Mit einer Lungenfunktionsprüfung, Abb. 1, lässt sich feststellen, ob eine solche Ventilationsstörung vorliegt. Sie sollte bei jeder Tauchtauglichkeitsuntersuchung durchgeführt werden.

Es ist unschwer zu verstehen, dass beide Arten der Ventilationsstörung wie auch die Diffusionsstörungen mit dem Tauchen nicht vereinbar sind.

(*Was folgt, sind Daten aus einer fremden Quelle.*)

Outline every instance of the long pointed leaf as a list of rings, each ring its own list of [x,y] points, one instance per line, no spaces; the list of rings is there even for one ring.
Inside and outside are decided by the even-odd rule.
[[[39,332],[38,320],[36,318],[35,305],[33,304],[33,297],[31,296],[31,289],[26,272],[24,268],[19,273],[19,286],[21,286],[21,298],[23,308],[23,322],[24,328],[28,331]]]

Und nun zu CoViD19, der durch das SARS-Coronavirus2  (SARS-CoV2) ausgelösten Lungenentzündung. In der akuten Phase einer Lungenentzündung ist an Tauchen ohnehin nicht zu denken, das versteht sich von selbst, aber wie geht es nach überstandener Infektion weiter? Leider kann SARS-CoV2 neben der akuten Entzündungsreaktion die verschiedensten Formen der Diffusions- und Ventilationsstörung verursachen, von der Bildung größerer Blasen in der Lunge, über einen narbigen Umbau von Lungengewebe bis hin zu einem hyperreagiblen Bronchialsystem mit asthmaähnlichen Folgen oder einer chronischen COPD. Glücklicherweise verlaufen viele SARS-CoV2 Infektionen sehr mild, aber leider kann niemand vorhersagen, bei wem es zu einem schweren Verlauf oder gar Dauerschäden kommt. Daher ist auf jedem Fall eine erneute Lungenfunktionsprüfung nach der vollständigen Genesung erforderlich, eventuell müssen zusätzliche Untersuchungen wie z.B. ein CT der Lunge, Abb. 2, durchgeführt werden, um zu beurteilen, ob die Tauchtauglichkeit wieder gegeben ist. Bis zur vollständigen Genesung kann es manchmal sehr lange, d.h. mehrere Monate dauern, in denen sich auch geschädigtes Lungengewebe wieder erholen kann. Es ist also auf jeden Fall Geduld gefragt und eine sorgfältige Untersuchung notwendig.